Shahzad Raza, Abdul Hakeem, Salman Moinuddin, Rahat Noor, Umar Rasool Malhi, Syed Razi.
An insight into the Brugada syndrome.
Pak J Cardiol Jan ;16(2):67-80.

In 1992, on the basis of a small patient series, the brothers Pedro and Josep Brugada described a new syndrome characterized by syncopal episodes and/or sudden death in young and otherwise healthy adults, and less frequently in infants and children with a structurally normal heart and a characteristic electrocardiogram (ECG) pattern of right bundle branch block (RBBB) with ST segment elevation in leads V1 to V3. The ECG manifestations of Brugada syndrome (BS) are often dynamic or concealed and may be unmasked or modulated by sodium channel blockers, a febrile state, vagotonic agents, alpha-adrenergic agonists, beta-adrenergic blockers, tricyclic or tetra cyclic antidepressants, a combination of glucose and insulin, hypo and hyperkalemia, hypercalcemia, and alcohol and cocaine toxicity.
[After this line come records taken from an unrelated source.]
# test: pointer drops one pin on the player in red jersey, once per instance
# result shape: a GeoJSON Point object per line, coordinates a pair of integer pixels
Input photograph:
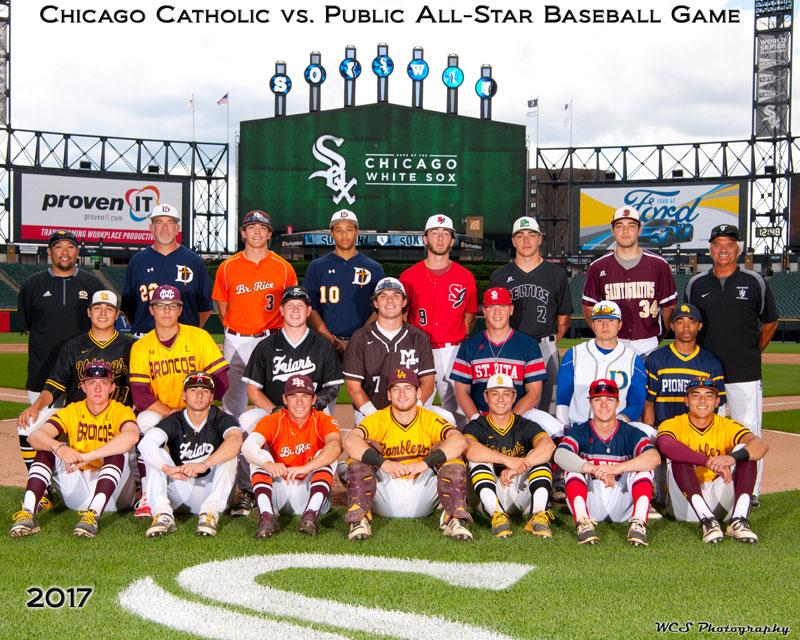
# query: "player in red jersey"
{"type": "Point", "coordinates": [443, 302]}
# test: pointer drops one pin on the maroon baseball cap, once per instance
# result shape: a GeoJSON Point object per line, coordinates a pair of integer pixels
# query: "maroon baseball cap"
{"type": "Point", "coordinates": [166, 293]}
{"type": "Point", "coordinates": [298, 384]}
{"type": "Point", "coordinates": [496, 295]}
{"type": "Point", "coordinates": [403, 374]}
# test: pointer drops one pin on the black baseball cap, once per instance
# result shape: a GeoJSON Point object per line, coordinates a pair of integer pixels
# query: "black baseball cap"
{"type": "Point", "coordinates": [725, 231]}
Patients with a spontaneously appearing Brugada ECG have a high risk for sudden arrhythmic death secondary to ventricular tachycardia/ fibrillation. Recent genetic studies have confirmed the genetic heterogeneity of the disorder. Mutations of the cardiac sodium channel SCN5A have been detectable in <20% of patients with Brugada syndrome. Antiarrhythmic drugs appear to be of little use in prolonging survival and in preventing recurrences of ventricular arrhythmias. To date, implantable cardioverter defibrillator remains the best therapy to prevent sudden death in these patients. In recent years, an exponential rise in the number of reported cases and a striking proliferation of articles defining the clinical, genetic, cellular, ionic, and molecular aspects of the disease have been published. This article summarizes the current understanding of pathophysiology and clinical features of BS, risk stratification and diagnostic criteria and current clinical management.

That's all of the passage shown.